We conduct many surveys and we ask our customers what kind of technologies they use for their web presence. In the earlier days of Silverlight, due to the excitement, rapid release cadence and customer interest, we published research papers about the State of Silverlight adoption and we also reported on seeing Silverlight overtaking Flash among our customer base web sites.

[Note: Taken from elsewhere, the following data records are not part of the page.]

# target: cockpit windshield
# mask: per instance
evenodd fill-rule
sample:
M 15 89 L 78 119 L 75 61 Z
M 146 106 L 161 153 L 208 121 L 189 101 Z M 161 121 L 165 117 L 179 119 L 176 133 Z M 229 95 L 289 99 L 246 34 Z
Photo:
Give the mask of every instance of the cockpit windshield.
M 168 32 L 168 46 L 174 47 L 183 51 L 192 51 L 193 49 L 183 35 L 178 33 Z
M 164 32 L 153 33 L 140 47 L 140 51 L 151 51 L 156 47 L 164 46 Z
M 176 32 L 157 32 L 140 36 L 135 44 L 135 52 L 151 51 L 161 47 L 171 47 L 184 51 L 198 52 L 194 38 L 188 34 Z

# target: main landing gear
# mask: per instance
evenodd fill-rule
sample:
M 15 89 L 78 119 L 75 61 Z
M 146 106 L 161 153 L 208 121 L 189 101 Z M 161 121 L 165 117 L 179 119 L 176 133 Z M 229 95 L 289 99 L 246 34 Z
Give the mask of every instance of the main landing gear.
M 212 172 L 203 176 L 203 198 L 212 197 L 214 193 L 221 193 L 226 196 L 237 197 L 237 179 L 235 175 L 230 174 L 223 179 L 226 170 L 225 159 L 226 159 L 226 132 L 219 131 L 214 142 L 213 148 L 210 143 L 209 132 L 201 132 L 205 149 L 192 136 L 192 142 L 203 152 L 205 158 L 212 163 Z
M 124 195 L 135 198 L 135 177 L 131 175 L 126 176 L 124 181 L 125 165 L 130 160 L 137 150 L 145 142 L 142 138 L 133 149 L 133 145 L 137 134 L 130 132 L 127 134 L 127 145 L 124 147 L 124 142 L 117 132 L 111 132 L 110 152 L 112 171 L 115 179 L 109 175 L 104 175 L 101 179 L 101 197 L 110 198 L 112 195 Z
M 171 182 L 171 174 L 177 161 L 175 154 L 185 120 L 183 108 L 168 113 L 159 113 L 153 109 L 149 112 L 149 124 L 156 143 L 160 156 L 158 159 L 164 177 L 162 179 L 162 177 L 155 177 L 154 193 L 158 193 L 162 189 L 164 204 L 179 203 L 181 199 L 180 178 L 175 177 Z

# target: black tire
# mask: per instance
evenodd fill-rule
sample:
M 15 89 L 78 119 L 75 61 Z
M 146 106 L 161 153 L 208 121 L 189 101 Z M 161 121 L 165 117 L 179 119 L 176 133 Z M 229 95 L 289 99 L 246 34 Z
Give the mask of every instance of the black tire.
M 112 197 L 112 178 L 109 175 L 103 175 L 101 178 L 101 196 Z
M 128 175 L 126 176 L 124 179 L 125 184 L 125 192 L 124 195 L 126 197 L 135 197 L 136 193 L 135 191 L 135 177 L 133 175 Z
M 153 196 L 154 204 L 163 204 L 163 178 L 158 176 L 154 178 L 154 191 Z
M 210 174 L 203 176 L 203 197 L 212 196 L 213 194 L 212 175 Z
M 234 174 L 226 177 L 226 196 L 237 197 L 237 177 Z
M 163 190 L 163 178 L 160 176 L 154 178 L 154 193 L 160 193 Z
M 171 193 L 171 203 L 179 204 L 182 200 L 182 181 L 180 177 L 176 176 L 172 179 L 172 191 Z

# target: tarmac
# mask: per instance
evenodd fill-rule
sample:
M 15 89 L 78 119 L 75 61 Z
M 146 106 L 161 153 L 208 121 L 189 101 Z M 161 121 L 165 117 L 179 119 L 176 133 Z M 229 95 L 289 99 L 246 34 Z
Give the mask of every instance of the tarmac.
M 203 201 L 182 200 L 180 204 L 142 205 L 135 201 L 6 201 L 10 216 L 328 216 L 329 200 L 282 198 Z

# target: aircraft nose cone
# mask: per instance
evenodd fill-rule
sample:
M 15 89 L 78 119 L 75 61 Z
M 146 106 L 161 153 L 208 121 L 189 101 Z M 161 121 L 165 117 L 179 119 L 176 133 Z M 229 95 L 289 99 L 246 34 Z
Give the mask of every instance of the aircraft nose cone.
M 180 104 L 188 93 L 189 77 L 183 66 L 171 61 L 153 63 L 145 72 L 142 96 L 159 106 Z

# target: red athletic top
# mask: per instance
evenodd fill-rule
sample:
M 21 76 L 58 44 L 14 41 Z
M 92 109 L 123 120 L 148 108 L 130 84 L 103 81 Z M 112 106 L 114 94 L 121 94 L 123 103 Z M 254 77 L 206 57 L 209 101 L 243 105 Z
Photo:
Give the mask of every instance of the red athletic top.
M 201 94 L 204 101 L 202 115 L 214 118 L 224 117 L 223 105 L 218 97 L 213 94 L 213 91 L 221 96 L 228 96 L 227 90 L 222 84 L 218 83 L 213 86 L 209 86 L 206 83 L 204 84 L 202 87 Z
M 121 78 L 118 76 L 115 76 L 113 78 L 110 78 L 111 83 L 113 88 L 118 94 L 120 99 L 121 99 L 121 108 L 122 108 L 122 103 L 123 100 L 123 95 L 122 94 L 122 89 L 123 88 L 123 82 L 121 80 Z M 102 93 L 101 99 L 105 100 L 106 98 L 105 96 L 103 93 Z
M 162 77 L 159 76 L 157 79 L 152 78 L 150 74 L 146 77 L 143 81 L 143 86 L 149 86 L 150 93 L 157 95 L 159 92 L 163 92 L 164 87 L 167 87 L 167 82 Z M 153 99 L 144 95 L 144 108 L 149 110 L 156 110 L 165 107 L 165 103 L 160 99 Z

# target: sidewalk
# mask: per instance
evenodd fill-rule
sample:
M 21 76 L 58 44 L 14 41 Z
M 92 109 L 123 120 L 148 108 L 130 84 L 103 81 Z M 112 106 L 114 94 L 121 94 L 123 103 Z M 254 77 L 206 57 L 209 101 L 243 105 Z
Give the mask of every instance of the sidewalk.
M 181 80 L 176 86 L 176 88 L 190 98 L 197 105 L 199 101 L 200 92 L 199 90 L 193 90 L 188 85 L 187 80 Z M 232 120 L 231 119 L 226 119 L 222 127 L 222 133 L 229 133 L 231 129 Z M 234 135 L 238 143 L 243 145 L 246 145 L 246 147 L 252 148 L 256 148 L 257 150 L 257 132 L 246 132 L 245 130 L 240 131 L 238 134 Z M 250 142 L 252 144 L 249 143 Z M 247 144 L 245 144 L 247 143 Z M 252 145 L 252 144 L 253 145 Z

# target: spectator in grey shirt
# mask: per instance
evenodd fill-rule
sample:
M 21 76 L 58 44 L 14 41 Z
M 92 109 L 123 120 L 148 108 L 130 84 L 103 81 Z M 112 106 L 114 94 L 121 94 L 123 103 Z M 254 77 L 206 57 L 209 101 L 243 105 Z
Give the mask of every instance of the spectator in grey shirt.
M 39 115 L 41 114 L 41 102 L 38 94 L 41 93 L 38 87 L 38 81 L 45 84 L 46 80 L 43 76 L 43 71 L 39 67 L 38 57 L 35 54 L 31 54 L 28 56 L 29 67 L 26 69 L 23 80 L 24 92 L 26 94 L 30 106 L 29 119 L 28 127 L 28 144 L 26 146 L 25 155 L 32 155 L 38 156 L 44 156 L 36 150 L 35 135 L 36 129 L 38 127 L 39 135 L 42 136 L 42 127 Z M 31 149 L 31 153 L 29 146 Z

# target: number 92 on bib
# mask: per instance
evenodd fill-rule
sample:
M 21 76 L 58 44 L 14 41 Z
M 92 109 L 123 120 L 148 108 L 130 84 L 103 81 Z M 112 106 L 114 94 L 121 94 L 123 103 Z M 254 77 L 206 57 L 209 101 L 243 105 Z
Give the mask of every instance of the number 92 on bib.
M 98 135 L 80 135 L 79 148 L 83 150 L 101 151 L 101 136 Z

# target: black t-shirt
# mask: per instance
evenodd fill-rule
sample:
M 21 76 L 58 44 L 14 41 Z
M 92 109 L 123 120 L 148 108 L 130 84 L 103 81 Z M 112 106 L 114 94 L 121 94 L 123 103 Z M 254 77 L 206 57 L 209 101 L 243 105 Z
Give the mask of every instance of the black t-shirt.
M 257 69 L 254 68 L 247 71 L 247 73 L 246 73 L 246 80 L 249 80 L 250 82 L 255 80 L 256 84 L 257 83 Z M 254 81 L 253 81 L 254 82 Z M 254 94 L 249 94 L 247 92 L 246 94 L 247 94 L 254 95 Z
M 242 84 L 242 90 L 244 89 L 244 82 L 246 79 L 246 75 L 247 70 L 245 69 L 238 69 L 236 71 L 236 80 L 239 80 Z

We also released a Silverlight Control Panel Starter Kit as starting point for those that wanted to build custom solutions that interacts with our control panel.
Gathering our survey results form February 2010 to October 2012 – from a total of 7 surveys, we see a bell-curve rise and fall of Silverlight adoption over time.
At it’s highest point 30% of our customers were using Silverlight in February 2011. Today we are seeing similar adoption levels as back in February 2010 – back in the Silverlight 3 days.
In order to gain technology adoption, the results show that the vendor really needs to keep pushing forward with new releases and must keep the conversation and excitement alive. It was the end of October 2010 when it was reported that Microsoft’s Silverlight strategy had shifted which upset many Silverlight developers. Within a year of the strategy shift announcement we start to see the Silverlight adoption levels start to decrease.
We’ll keep an eye out on technology adoption trends among our customers and will let you know if we see anything interesting.